Report to the People
27th November 2006
Age
of Reason
What’s the worst mistake
you’ve ever made? Buying that
timeshare while on holiday and on the wrong side of a jug of sangria?
Putting money on Manchester United to win the Champions’ League?
What about starting smoking?
Most smokers want to quit and
wish they’d never taken up the deadly habit. And they certainly don’t want their children following in
their footsteps.
We know that the younger you
start smoking, the harder it is to stop. And
so it was to help prevent children from making this lethal mistake that I
secured an amendment to the Smoking, Health and Social Care Act to give
Ministers the power to raise the minimum age at which tobacco can be purchased.
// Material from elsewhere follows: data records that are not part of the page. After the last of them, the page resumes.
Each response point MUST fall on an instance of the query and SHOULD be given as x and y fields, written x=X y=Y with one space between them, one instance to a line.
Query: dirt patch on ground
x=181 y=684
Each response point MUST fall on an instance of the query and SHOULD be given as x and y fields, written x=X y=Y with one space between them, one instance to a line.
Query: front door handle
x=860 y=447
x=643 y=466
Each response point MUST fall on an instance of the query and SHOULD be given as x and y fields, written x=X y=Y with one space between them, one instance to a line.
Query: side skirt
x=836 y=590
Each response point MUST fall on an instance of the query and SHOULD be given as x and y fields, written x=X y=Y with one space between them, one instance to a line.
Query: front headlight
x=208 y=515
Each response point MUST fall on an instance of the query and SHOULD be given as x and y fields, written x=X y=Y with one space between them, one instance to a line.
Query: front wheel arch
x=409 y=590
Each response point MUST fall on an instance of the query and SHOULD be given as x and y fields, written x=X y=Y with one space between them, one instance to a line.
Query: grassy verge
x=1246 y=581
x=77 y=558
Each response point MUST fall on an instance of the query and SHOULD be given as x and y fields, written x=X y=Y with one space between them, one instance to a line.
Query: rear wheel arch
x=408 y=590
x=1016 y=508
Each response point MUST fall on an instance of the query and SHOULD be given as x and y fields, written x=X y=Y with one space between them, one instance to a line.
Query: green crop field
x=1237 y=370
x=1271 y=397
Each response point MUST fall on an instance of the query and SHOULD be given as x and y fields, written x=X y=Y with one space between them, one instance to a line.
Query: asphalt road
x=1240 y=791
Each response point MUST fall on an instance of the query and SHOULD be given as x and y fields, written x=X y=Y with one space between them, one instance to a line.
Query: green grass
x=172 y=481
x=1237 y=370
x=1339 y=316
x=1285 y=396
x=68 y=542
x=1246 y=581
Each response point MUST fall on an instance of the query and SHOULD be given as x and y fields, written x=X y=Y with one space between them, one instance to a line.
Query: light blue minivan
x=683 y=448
I was therefore delighted at
the news last week that experts which Ministers were consulting on whether to
use this power have come out in favour of raising the age from 16 to 18.
On receiving the experts’
report, Health Minister, Andy Kerr, declared that the necessary regulations will
be drawn up and put before parliament within a matter of months - a huge relief
after, as you will have read in your Telegraph
last Monday, some frankly disgraceful behind-the-scenes political posturing
had threatened to block the move.
Like any health reform, this
is not a panacea. But, every time
it prevents a child buying cigarettes and saves them from a life of tobacco
addition, it strikes another blow against the chronic public health problems
which have blighted Scotland for too long.